While words and numbers can explain a lot, below is the applicable chart that shows trends in U.S. energy production since 1973. Nuclear energy surpassed renewable energy in the early 1990s and has been ahead for most of the last 20 years.
Primary Energy Production (Quadrillion Btu) p. 4
There’s a little bit more to the story, of course. The thing about using overall energy numbers is that it compares and includes production from all sectors. So while renewables have produced more energy than nuclear for the first three months of 2011, that number includes biofuels and biomass used in the industrial and transportation sectors. When we look at generation in the electric sector where nuclear actually competes, renewables produce about half as much electricity as nuclear. Renewables still have a long way to go to match nuclear’s electric generation. See chart below and pages 94 and 95 from EIA.
Electricity Net Generation (Billion Kilowatt-hours)
Back to the Congressman:
The [EIA] report comes after years of nuclear energy boosters continually suggesting that a “nuclear renaissance” was just around the corner
Hmm, it might be good for the Congressman to read more of the EIA report before making this claim. A full read shows that U.S. nuclear stations broke their record in 2010 for most generation in a year, p. 115 (pdf). The nuclear industry continues to pump more megawatt-hours on the grid even with the same number of units.
But the number is about to change. Here are pictures of nuclear construction going on around the country.
Vogtle 3 and 4
Watts Bar 2
V.C. Summer 2 and 3
Looks like the industry is alive, kicking and growing.
Back to politics from the Congressman:
The [EIA] report comes ahead of a week when House Republicans will put a 2012 energy spending bills [sic] to a vote in the House of Representatives that prescribes devastating cuts to clean energy while actually increasing investments in coal, natural gas, nuclear, and other traditional technologies.
While I don’t know all of the specifics of the new energy spending bill, I’m reminded of the American Recovery and Reinvestment Act (ARRA) that passed in 2009. Wikipedia notes that ARRA provided $27.2 billion for “energy efficiency and renewable energy research and investment” while excluding incentives for nearly all other so-called traditional technologies.

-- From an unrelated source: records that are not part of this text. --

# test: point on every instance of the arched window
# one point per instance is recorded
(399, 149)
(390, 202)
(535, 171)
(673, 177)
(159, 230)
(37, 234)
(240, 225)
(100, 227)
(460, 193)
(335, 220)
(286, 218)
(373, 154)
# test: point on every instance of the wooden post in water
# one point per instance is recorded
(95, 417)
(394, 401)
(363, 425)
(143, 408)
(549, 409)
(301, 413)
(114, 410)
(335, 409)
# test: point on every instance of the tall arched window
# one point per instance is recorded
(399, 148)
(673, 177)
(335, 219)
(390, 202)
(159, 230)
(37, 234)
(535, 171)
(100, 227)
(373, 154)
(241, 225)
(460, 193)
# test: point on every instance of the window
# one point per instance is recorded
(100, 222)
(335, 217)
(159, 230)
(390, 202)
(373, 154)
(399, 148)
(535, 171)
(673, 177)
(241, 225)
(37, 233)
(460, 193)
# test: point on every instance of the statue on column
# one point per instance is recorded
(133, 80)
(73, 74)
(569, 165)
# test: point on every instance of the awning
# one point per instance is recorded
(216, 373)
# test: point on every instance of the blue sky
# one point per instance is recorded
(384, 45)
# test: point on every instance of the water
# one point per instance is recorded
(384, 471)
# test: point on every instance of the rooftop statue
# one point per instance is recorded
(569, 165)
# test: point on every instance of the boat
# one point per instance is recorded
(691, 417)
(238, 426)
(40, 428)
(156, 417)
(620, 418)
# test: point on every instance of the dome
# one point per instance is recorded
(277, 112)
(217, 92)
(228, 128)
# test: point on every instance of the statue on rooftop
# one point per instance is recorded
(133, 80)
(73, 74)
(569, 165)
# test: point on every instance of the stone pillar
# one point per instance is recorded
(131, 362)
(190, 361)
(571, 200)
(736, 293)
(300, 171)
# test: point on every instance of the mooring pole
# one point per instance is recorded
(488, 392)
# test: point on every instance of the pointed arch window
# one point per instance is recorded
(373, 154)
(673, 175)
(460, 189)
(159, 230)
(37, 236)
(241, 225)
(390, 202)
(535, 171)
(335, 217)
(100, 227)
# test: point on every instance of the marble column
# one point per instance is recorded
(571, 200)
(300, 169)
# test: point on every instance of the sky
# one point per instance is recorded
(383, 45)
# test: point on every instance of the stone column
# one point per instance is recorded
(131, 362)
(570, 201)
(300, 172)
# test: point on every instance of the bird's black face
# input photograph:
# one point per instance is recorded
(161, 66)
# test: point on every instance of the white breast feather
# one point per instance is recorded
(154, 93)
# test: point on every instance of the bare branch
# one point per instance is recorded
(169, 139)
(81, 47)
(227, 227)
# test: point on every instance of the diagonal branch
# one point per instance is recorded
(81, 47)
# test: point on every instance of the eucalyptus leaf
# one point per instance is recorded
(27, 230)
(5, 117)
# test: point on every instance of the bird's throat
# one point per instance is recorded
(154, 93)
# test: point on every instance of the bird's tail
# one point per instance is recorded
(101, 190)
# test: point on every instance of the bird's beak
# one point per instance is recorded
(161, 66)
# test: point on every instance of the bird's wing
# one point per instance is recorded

So if the nuclear and fossil industries don’t want folks to see the EIA report because renewables are apparently taking over, it looks like the Congressman’s news release is trying to hide the billions in loan guarantees, production tax credits, grants, etc. made available to renewables in a previous stimulus bill…
Comments
In terms of primary energy, hydro is dwarfed by biomass (which includes biofuels added to petroleum, i.e., ethanol), which accounts for almost half of the figure for "renewable" energy. When only electricity generation is considered, hydro makes up the lion's share of the "renewables."
For now. After all, one of the arguments for new nukes is all the plug-in-hybrids we'll be driving.